The Bentley’s door thudded shut, sealing us into leather and low light. Raindrops drummed overhead, a heartbeat I could not match. Sterling answered his buzzing phone.
“Send the press release. Seventeen-hundred characters, headline emphasis on tragic accident,” he said. A pause. “No, omit speculation about the investigation. Focus on our commitment to stability.” He ended the call and slipped the device back into his breast pocket, all without once looking at me.
I traced a circle of fog on the window, watching the cathedral recede. “Was it always going to be this quick?” I whispered.
“Justice delays nothing.” His tone was almost gentle, which somehow hurt worse.
“For whom?” The question escaped before I could sand down its edges.
He didn’t answer. Instead, he reached for my hand, and rested it on my stomach, fingers lacing possessively. I felt the weight of a thousand camera flashes that were no longer there.
The city lights smeared into silver lines. My chest tightened, breaths turning thin. I counted them, one, two, three, until numbers lost meaning, and tears slipped free without warning. I pressed a fist to my mouth, but the sob rose anyway, cracked and raw.
Sterling’s arm tightened, steadying, not comforting. He handed me a monogrammed handkerchief, the gesture was almost clinical. My tears soaked linen that smelled faintly of hiscologne. I turned toward the window, hiding the tremor in my shoulders, and let the darkness unspool behind my eyelids.
Miles later, minutes, hours?... the car eased through the estate gates. I only knew because the engine’s rhythm changed. Sterling said something to the driver I couldn’t parse, while my pulse throbbed too loudly in my ears. Exhaustion folded over me like weighted silk. The last thing I felt was the upholstery beneath my cheek, and Sterling’s palm settling on my hair, a curious, absent-minded stroke, as if quiet, sleeping grief were the easiest version of me to manage.
The world dimmed to rain and leather, and the faint ache of a goodbye unsaid.
And then it dimmed to nothing at all.
ZARA
The first thing I heard was the clock, one of those antique regulators that measures a room’s pulse in slow, elegant heartbeats. Its tick-tock slipped beneath my eyelids, teasing me awake. I tasted salt at the corner of my mouth and remembered crying earlier, remembered the depressive state of most everyone around the gravesite.
I jerked upright.
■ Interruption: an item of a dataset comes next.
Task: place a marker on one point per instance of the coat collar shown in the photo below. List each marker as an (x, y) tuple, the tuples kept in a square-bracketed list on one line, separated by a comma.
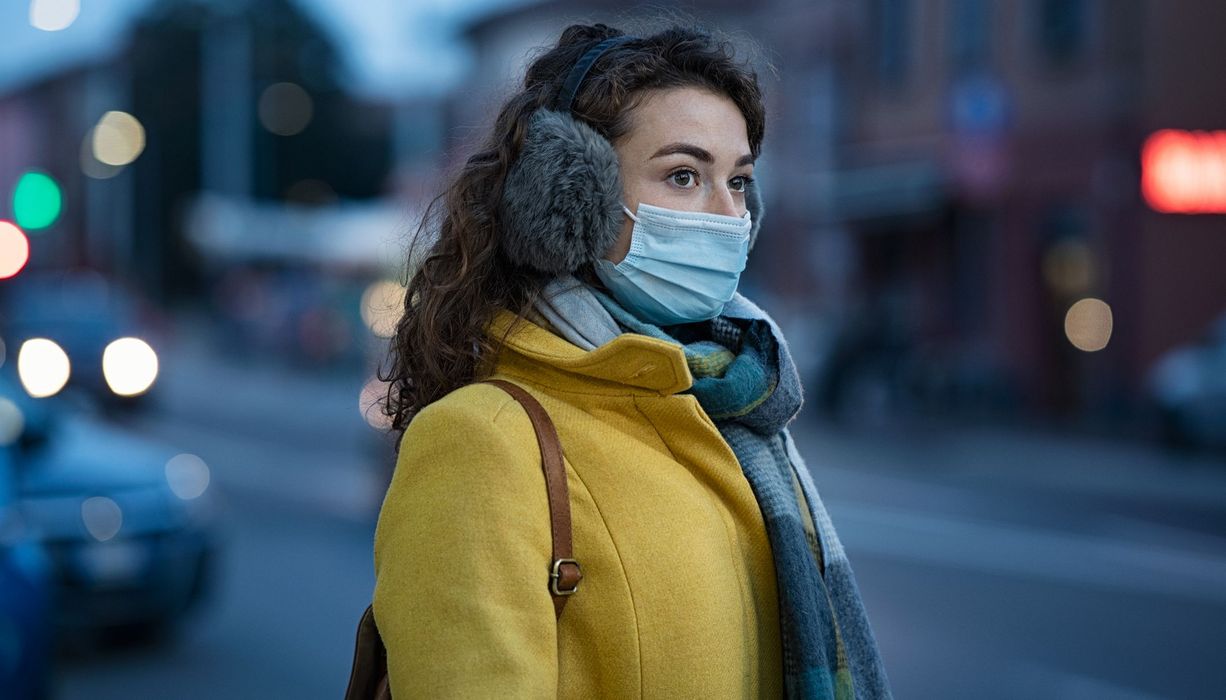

Leather squeaked. I wasn’t in my bedroom. Dim lamplight, amber, velvety, painted a library of floor-to-ceiling shelves. Sterling’s study.
Fear wanted to bloom, but instead a blunt, exhausted calm settled over me. My shoes were gone, jacket folded across the arm of the settee like a truce flag. A charcoal throw lay over my knees, smelling faintly of bergamot and the rain that had soaked us at the cemetery.
Across the room, Sterling Kingsley prowled between bookshelves, shirt sleeves rolled, throat bare where his tie had once reined him tight. Glass in hand, untouched. He didn’t look surprised to find me awake, he looked relieved, the kind of relief that cuts deep enough to bleed.
“You slept a whole hour,” he said softly, voice rasped raw from too many condolences. “How do you feel?”
“Like I borrowed someone else’s bones.” I pushed hair from my face. “Why am I here?”
“Because I wanted no audience for this.” He set the glass down with a muted click, and picked up a matte-black folio from the desk: thin, but the weight of it shifted the air. On top sat a card, black metal, our house crest laser-etched so dark it caught the lamplight only when he tilted it. He brought both to the low table between us, and waited until I met his eyes before he spoke again. “It’s time I stop lying by omission.”
I stiffened. When Sterling admitted he’d lied, it meant running out of excuses.
He laid the folio flat. “Open it.”
I didn’t reach for it. Memories scraped like glass; contracts waved over my teenage head, the snap of violin strings, his cigarette-rough whisper ‘mine’ in the rose garden. “If this is another leash-”
“It’s a key.” He nudged the card closer. “Half the contingency trust. Voting shares, quarterly draw, full liquidity. It has been yours since our parents signed the marriage contract.”
My stomach dropped. “You hid this from me.”
“I protected it.” The words tasted like regret even on his tongue. “The board would have contested your claim, while you were still… pliable. I won’t let them weaponize your dependence on me.”
I swallowed against the bruise in my throat that wasn’t physical. Dependence. He said it like a curse.
Lightning forked white outside the mullioned windows, and thunder rolled half a heartbeat later, shaking rain from the gutters. The storm we’d buried them under hadn’t blown out after all.
Sterling’s gaze never left me. “Take it, Zara. The card activates at midnight. First draw covers whatever you need to live away from here.”
“That simple?” My laugh came out hoarse. “You murder my choices for months, then hand them back because it suits your conscience tonight?”
His jaw tightened, hurt, not anger, which somehow hurt me back. “No,” he said. “Because it’s the only apology you’ll believe.”